Holmes looked desperately exhausted, with lines of strain bracketing his mouth and his eyes dulled by pain or alcohol or both. But his voice was curt, and he was giving her the kind of coldly furious look that usually made even strong men wilt and women start to cry.
Zoe glared back at him. “We haven’t the time to argue!” she snapped. “You’re the one who’s always speaking of logic and reason. You’re in no condition to fight, therefore we can’t stay here. Therefore, the only logical course of action is for you and Safiya to go on horseback—”
“I said no!”
Zoe stared. She’d seldom seen Holmes’s iron control slip, but he sounded as close to losing his temper as she could remember.
“On what grounds?” she demanded. “I can’t go with Safiya. I don’t speak any Arabic, and two women travelling alone would stand out. We’d be seen a
nd recaptured before we’d gone more than a mile. You do speak Arabic; in disguise you can blend in—pass Safiya off as your daughter, especially if she borrows one of those black robes and veils from one of the village women. Her life is worth more than mine—”
“Not to me!” Holmes voice was a ragged shout.
Then he stopped, breathing hard, looking as though he were half-relieved, half-appalled by the words that had just come from his mouth.
That made two of them.
“I … thank you,” she stammered. Impossible man. He would choose now to speak, when there was every chance that she might never see him again. Zoe pressed her eyes shut against a sting of tears, then forced herself to smile.
“I will remember that,” she said softly. “Go now, with Safiya. I’ll be all right. I’m sure the villagers will be willing to hide me, especially if you give them another generous payment for services rendered. All I have to do is crouch in the shadows, disguised as one of the village women, while they swear that no Englezi have come anywhere near here.”

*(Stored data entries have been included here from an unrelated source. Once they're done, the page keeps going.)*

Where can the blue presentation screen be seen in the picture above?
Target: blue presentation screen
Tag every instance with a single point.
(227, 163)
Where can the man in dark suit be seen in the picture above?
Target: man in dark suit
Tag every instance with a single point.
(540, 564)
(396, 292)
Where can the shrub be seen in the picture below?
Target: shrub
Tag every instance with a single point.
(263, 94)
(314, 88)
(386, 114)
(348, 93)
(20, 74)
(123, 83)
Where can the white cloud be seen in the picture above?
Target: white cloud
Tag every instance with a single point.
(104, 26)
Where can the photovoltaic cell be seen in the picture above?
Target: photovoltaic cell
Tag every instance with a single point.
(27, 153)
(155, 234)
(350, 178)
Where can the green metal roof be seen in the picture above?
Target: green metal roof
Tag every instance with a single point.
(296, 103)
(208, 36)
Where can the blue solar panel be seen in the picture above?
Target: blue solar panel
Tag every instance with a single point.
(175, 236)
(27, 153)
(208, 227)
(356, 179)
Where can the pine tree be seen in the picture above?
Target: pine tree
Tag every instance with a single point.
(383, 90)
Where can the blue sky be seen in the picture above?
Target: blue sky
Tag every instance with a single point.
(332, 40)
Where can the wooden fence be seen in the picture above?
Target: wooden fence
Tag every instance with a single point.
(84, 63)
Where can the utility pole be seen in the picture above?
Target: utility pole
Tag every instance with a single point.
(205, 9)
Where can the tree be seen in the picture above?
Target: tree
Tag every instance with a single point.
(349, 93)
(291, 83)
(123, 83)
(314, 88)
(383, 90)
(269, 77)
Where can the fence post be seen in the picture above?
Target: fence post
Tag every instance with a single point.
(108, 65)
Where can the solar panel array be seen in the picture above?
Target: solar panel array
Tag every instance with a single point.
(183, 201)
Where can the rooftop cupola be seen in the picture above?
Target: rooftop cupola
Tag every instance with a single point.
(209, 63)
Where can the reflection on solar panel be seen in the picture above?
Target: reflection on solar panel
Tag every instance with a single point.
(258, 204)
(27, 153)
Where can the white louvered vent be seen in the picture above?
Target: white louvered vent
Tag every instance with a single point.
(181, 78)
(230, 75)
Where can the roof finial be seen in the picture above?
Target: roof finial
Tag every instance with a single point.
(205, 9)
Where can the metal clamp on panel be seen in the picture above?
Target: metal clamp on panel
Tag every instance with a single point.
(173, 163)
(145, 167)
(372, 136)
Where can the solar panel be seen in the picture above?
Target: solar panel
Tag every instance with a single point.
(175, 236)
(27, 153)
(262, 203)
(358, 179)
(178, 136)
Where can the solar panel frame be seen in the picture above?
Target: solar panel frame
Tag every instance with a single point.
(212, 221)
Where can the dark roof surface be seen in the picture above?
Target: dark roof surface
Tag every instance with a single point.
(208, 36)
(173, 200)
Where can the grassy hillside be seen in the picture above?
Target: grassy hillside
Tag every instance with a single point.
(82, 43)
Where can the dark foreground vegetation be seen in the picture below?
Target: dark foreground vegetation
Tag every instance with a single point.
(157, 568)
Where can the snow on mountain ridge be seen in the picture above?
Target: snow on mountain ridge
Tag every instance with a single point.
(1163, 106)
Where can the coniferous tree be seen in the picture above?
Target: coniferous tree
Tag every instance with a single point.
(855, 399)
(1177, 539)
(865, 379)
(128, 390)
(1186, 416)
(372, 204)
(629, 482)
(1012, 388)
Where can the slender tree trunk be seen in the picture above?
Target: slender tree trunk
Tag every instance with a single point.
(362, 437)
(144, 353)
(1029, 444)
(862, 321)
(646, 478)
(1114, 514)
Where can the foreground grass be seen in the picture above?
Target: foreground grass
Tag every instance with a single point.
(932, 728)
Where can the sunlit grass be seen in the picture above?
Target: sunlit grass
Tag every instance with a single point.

If he hadn’t been exhausted, weakened from blood loss, and in pain, Holmes probably wouldn’t have thought that it could possibly work out as Zoe had said. But as it was, she managed to see him and Safiya—well-wrapped in a borrowed robe and veil—loaded onto the back of the newly purchased horse, which they had led to the edge of the village.
Once at the far end of the island, a ferry would take them across to the West Bank of the Nile.
A narrow strip of rosy-pearl dawn was just breaking at the edge of the horizon, turning the eastern mountains lavender-purple when they rode away. Holmes turned just once to look at her over his shoulder. He raised his hand in farewell, then rode away.
Zoe let out her breath and turned back to the village, hurrying along the narrow dirt lane back towards the head man’s hut.
She was halfway there when she heard the unmistakable crack of a gunshot.
“That was a warning!” She recognised the voice as Morgan’s, though it was so choked with fury that the words were scarcely intelligible. “Tell me where the woman is, or I will shoot your people, one by one. Starting with this disgusting child here!”